The Cursed Sea explores the extraordinary body of ritual, taboo, and supernatural belief that governed life at sea across Britain, Scandinavia, Iberia, and the broader Atlantic world. It covers the words that could not be spoken aboard a fishing boat and the ceremonies that had to be performed before any vessel left port. It examines the birds that carried the souls of dead sailors in their wings, the cats that predicted storms, the tattoos that made bargains with the ocean on behalf of the men who wore them. It looks at the deep fear surrounding a ship's name, the elaborate rituals of burial at sea, and the belief that a single unlucky crew member could doom an entire voyage.
These were not the superstitions of ignorant men.

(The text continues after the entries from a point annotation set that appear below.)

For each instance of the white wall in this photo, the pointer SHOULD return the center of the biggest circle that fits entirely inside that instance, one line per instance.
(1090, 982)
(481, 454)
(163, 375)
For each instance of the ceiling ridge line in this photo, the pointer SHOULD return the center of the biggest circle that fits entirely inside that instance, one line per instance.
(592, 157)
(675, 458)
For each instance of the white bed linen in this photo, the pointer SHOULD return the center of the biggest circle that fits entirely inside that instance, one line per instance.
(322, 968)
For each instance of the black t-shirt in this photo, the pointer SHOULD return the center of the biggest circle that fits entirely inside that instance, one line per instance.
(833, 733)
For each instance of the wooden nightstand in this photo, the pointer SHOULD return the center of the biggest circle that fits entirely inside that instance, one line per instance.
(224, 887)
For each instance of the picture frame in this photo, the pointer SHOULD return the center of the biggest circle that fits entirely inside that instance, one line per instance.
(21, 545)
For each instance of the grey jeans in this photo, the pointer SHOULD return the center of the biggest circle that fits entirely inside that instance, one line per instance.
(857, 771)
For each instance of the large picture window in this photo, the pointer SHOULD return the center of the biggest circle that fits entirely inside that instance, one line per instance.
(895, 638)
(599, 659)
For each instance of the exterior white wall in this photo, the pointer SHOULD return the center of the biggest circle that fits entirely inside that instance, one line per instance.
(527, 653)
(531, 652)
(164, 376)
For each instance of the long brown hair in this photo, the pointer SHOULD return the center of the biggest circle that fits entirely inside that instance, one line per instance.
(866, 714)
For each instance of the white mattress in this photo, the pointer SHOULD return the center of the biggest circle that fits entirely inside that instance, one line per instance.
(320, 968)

They were the applied belief system of highly skilled people working in the most lethal environment on earth, where technical knowledge ran out long before the danger did, and where the gap between seamanship and survival had to be filled with something.
That something was a complete cosmology, sophisticated and internally coherent, transmitted across generations in fishing ports and naval dockyards and merchant harbours from the Shetland Islands to the Caribbean. It treated the ocean not as backdrop but as a living power, reactive and moral, capable of punishment and capable of mercy, and it provided those who lived within it with a framework for action in circumstances that otherwise offered none.
The sea has not changed. Neither, entirely, has the human response to it.